New research shows that young people living with HIV suffer fewer virus-related symptoms when they’re able to map out their own long-term health goals. Data also found that when this type of planning, referred to as end-of-life care, isn’t mapped out by the youth or a family member, young people living with HIV are more likely to suffer negative health outcomes.
The study, published in the journal Pediatrics, evaluated 105 mostly black adolescents (93 percent African-Americans) aged 14 to 21 and their families who received care from six U.S. hospital-based HIV clinics between July 2011 and June 2014. One-third of the family participants were also poz themselves.
Lead investigator Maureen E. Lyon, a clinical health psychologist at Children’s National Health System at The George Washington University School of Medicine and Health Sciences in Washington, D.C., tested an intervention known as Family Centered pediatric Advance Care Planning (FACE pACP).

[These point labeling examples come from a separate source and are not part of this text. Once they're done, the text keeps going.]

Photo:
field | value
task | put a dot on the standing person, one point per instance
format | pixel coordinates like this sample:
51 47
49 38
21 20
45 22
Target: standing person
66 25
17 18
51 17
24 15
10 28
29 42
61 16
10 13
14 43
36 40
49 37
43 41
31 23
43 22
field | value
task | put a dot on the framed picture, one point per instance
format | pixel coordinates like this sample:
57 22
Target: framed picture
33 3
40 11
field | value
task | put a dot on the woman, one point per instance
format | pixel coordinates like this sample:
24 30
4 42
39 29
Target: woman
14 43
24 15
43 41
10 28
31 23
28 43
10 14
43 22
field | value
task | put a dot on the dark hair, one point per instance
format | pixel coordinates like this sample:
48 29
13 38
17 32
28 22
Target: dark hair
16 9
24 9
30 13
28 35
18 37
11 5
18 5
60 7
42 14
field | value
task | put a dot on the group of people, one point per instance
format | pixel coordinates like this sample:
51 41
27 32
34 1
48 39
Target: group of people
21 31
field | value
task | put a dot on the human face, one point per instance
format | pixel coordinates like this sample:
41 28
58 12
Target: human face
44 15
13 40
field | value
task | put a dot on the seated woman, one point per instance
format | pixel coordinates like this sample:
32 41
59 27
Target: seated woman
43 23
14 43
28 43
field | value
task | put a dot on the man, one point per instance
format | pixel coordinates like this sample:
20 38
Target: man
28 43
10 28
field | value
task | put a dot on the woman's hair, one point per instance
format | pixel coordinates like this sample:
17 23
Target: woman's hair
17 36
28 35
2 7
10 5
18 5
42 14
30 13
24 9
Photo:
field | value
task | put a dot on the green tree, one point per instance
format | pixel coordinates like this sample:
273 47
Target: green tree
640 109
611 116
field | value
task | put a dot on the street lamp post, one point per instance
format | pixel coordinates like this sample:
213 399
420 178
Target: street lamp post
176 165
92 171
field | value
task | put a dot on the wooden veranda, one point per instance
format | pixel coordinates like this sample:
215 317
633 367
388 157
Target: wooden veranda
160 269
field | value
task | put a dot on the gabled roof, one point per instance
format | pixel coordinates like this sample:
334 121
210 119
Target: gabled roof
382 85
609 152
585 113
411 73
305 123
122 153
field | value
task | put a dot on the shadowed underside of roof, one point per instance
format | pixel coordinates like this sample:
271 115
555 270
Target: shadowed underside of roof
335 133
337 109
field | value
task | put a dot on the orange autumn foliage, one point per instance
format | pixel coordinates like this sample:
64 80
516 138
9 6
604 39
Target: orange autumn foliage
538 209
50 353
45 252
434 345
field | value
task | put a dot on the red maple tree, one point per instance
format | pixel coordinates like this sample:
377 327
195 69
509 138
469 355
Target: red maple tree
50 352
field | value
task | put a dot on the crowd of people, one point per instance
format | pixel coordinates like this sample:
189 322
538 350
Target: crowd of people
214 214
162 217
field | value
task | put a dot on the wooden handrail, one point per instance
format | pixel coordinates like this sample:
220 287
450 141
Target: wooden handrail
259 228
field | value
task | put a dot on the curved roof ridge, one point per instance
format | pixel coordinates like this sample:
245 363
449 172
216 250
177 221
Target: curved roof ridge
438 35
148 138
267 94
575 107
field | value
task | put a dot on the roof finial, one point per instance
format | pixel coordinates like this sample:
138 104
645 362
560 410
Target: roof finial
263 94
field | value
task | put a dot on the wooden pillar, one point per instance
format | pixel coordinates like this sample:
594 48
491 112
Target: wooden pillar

In one-hour sessions, one group of youths and their families went through advance care planning, while another group received traditional assessments.
The advanced care sessions involved discussions assessing the youths’ values, beliefs, and life experiences while determining when to begin end-of-life discussions. They also involved decision-making, discussions of death and dying, preparing guardians to respect youths’ wishes, and providing directives to be followed in case the youths are unable to speak for themselves.
After a year of evaluations, the investigators found almost 75 percent of the advanced care planning participants reported having fewer disease related symptoms, compared to 27 percent reporting a high level of symptoms.